On this final day of their show, I thought it was worth highlighting how they left us with one final memory and lesson.
If you follow Mike and Mike on Twitter, you’ve likely noticed over the past month how Greeny, Golic, and their production staff have engaged with listeners via tweets and videos. Huge credit to Megan Judge on leading the charge to implement the way these guys have closed out their show on social media. The Mike and Mike twitter account has over 1.6 million followers and responding to the flood of activity they’ve been hit with must’ve been daunting yet they’ve made it a point to be consistent. They’ve used the hashtag #MMSayThanks and have gone above and beyond to thank listeners individually for their support, many times personalizing their commentaries.
By utilizing this strategy, Mike and Mike showed their audience that they pay attention and appreciate their support. Since introducing the approach to wind down the show, a number of high profile sports figures and organizations have gotten involved, passing along tweets, photos and videos thanking the duo for an amazing run. That type of publicity is invaluable.
I’ve been critical of our industry in the past for its lack of social engagement. Too often I see brands push content at people yet fail to acknowledge or respond when listeners try to interact. However, this was a great example of acknowledging, respecting, and personally connecting with the audience. Each time Mike and Mike and their crew weighed in on social media, their fans told others about it. Listeners and viewers were made to feel special which in return gives those fans reason to root for both men’s future success.

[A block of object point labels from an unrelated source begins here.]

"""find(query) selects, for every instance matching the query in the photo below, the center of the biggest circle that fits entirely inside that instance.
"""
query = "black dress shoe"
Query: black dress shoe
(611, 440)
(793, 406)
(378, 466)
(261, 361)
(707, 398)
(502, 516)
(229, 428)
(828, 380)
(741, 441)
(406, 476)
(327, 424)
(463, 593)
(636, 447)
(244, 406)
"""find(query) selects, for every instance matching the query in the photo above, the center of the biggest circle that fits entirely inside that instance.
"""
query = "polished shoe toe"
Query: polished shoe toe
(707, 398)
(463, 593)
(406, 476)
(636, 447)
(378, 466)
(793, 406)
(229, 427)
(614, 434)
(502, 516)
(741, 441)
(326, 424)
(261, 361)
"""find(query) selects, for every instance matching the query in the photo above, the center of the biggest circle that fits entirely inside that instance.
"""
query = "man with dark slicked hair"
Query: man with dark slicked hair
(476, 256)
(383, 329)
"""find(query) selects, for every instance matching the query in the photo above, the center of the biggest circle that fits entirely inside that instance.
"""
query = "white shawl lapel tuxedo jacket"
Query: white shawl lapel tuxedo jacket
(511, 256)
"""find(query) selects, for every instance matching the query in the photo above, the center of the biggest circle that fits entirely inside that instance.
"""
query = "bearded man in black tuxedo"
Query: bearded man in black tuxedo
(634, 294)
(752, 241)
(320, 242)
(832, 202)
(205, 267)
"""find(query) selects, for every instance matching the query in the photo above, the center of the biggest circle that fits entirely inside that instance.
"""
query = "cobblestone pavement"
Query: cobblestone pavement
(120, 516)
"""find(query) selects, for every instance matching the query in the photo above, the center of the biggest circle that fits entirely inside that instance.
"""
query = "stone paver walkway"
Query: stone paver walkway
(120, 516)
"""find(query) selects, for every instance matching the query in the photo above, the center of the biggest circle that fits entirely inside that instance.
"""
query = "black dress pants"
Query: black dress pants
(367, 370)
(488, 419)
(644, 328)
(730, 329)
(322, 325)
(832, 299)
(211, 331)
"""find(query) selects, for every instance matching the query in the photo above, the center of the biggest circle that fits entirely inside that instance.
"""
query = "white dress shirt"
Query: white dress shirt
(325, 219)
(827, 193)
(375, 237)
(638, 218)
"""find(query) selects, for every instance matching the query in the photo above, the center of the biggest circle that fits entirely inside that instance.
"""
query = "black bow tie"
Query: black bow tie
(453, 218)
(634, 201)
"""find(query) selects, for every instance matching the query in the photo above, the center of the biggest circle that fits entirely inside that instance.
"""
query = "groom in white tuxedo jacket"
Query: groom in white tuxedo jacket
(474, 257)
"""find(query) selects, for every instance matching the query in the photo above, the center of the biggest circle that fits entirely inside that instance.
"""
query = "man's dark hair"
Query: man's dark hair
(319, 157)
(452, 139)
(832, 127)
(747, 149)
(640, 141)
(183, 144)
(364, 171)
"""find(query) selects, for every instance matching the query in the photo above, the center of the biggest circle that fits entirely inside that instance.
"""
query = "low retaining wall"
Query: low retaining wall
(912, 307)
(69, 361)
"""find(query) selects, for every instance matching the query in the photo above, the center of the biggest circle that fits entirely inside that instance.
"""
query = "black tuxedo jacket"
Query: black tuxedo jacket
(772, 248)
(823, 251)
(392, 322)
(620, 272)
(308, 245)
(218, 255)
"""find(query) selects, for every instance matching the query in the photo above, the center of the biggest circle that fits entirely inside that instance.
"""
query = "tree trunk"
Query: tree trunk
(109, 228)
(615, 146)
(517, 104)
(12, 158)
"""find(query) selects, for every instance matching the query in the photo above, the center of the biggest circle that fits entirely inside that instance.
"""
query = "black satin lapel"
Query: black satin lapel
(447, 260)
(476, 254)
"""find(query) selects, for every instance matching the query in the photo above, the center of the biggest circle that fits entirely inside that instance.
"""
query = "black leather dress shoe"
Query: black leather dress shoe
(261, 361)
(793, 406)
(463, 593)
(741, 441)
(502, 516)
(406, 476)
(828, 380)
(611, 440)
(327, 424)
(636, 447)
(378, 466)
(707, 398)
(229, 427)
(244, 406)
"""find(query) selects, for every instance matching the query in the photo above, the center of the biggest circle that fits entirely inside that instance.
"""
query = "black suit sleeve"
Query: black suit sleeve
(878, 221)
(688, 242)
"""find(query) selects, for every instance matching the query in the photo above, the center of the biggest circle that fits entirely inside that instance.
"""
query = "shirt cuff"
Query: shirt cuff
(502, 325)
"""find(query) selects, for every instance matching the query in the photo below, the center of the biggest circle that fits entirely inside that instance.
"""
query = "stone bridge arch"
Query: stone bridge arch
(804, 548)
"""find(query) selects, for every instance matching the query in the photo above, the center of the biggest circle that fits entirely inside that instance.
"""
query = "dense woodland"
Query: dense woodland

As I wrap this up, I want to thank Greeny and Golic for being great peers, partners, and professionals. They made the morning commute for millions of people a lot less stressful and more enjoyable, and their place in the history of the sports media business can never be taken away. Everything we do in sports broadcasting circles back to connecting with an audience. Little differences help make us unique and worth spending time with. For Mike and Mike, it was enough to earn them nineteen wonderful years on the air, a hall of fame honor, and a lifetime of memories, connections and friendships. If that isn’t the definition of success, then I’m not really sure what is.